In your code the use of str.join is questionable as it has a semantics different from what you are trying to accomplish. s.join(ls), joins the items of list ls by str s. If ls = [l1, l2 ,...] , it returns str(l1) + s + str(l2) + s..

Upvotes: 2

AKS
AKS

Reputation: 19811

You can use string formatting for this:

url = 'http://ergast.com/api/f1/{0}/qualifying?limit=10000'

print('\n'.join(url.format(year) for year in range(2000, 2016)))

# http://ergast.com/api/f1/2000/qualifying?limit=10000
# http://ergast.com/api/f1/2001/qualifying?limit=10000
# ...
# http://ergast.com/api/f1/2015/qualifying?limit=10000

UPDATE:

Based on OP's comments to pass these urls in requests.get:

url_tpl = 'http://ergast.com/api/f1/{0}/qualifying?limit=10000'

# use list coprehension to get all the urls
all_urls = [url_tpl.format(year) for year in range(2000, 2016)]

for url in all_urls:
    response = requests.get(url)

Upvotes: 9

dfranca
dfranca

Reputation: 5322

It's good to understand why it's happening. For that you need to understand the join function, look the docs

Concatenate a list or tuple of words with intervening occurrences of sep.

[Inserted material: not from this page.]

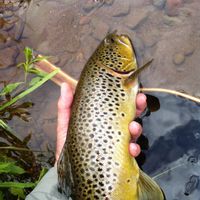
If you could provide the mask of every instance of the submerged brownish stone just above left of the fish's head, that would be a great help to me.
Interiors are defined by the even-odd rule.
[[[101,41],[108,34],[109,25],[104,21],[94,18],[92,19],[92,26],[92,36],[95,39]]]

That means that your url parameter will be repeated in between the words you want to concatenate, what will result in the output above, with the first element without the url. What you want is not use join, is to concatenate the strings as you're already doing with the year.

For that you can use different methods, as was already answered. You can use string formatting as was pointed out by @AKS and it should work.

Upvotes: 1

tobias_k
tobias_k

Reputation: 82899

Instead of using the URL to join the string, use a list comprehension to create the different URLs.

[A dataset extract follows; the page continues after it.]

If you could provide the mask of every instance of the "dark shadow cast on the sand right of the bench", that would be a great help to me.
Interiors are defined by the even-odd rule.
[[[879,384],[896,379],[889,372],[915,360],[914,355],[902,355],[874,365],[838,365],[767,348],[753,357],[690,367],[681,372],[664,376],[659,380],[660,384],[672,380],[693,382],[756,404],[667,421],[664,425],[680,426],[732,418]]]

>>> ["http://ergast.com/api/f1/%d/qualifying?limit=10000" % i for i in range(1999, 2016)]
['http://ergast.com/api/f1/1999/qualifying?limit=10000',
 'http://ergast.com/api/f1/2000/qualifying?limit=10000',
 ...
 'http://ergast.com/api/f1/2014/qualifying?limit=10000',
 'http://ergast.com/api/f1/2015/qualifying?limit=10000']

You could then still use '\n'.join(...) to join all those to one big string, it you like.